Desconfio que você ainda o "tinha à sua beira" quando escreveu este delicioso e bem humorado post. Adorei, como adoro os retratos de Picasso e os "ratinhos de Fernande".
Até muitos mais.
Caríssima Donana,
ExcluirBem... eu bebo! Mas malvado? Tsc,tsc,tsc...Not I. Aqui entre nós e baixinho, é impossível imaginar - sem manifestar solidariedade! - o Sr. Editor como um desperate househusband, tocando a Redação e tentando desacelerar - sem muito sucesso! - a nossa “amuletada” favorita (rsrs) Mas peço arrego! O estoque dá para acomodar o casal! E a senhora se cuide, por favor.
By the way, também sou solidário aos pintores, uns coitados que para realizar seu ofício têm que ter um olhar apurado e levam a vida olhando para todos os lados e por isso mesmo tudo desejam. Tente se colocar, por favor, nos sapatos picassianos diante dessa senhora alheia ? Deve ter sido doloroso (rsrs)

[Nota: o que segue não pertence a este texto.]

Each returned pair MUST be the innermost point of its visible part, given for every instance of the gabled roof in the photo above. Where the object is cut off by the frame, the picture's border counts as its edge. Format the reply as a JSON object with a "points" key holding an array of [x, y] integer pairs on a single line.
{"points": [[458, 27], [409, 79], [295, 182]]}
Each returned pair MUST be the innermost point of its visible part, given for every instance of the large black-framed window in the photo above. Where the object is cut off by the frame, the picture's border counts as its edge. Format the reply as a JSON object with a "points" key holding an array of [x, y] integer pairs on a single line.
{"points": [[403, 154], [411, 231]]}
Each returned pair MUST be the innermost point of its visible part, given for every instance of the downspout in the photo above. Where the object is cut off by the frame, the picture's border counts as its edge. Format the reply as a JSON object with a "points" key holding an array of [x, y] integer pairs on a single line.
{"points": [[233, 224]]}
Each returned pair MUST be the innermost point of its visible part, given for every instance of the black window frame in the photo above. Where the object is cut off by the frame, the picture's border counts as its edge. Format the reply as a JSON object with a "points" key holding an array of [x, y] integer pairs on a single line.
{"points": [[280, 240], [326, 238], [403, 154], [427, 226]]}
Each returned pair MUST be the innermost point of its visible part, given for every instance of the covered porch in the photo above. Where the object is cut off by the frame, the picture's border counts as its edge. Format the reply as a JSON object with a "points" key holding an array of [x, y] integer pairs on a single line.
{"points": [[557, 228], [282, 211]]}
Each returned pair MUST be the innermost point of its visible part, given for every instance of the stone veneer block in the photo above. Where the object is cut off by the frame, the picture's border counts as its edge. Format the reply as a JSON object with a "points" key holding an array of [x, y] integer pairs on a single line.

Quanto a escrever rodeado de livros: bingo! Quanto à Fernande as opiniões divergem. Mas todos os biógrafos concordam que era independente talvez devido ao número de maridos e amantes que deixou para trás - antes e depois de Picasso - preferindo se virar sozinha. Ela descrevem como uma mulher alta, bonita, de cabelos ruivos e fartos, olhos verdes amendoados, um corpo de escultura grega, “nádegas belíssimas” e muita preguiça. Exceto nos neurônios, a se acreditar nas pretinhas dela (rsrs) O que se sabe dessa típica garota da vanguarda de Montmartre que para sobreviver modelava nua, é que posou para o namorido do fim da fase azul até os primórdios do cubismo analítico dele. Fisicamente intoxicado pela presença lânguida da amante, Picasso pulou do romantismo poético e rosado para uma nova maneira de pintar. Foram as feições fortes e as formas sensuais da Fernande que, rabiscadas incessantemente em um vasto conjunto de desenhos, o levaram à pintura das Senhoritas. Diz Dona Lenda - de língua ferina! - que enquanto Picasso trabalhava na imensa tela, no calor sufocante de seu ateliê em Montmartre, eles brigaram - ambos os pombinhos eram ciumentos! - e que Fernande o abandonou temporariamente
Muitos acreditam que, consumido pelos ciúmes e furioso, ele teria canalizado a violência emocional para a obra à sua frente, que mudou o curso da arte ocidental. Eu prefiro pensar que, durante sete anos, mesmo na mais absoluta miséria, esa moça trouxe tranquilidade e segurança e aconchego à vida do seu toureiro dividindo com ele - e os ratinhos! - uma bela história de amor. E o resto? E depois da Amélie/Fernande?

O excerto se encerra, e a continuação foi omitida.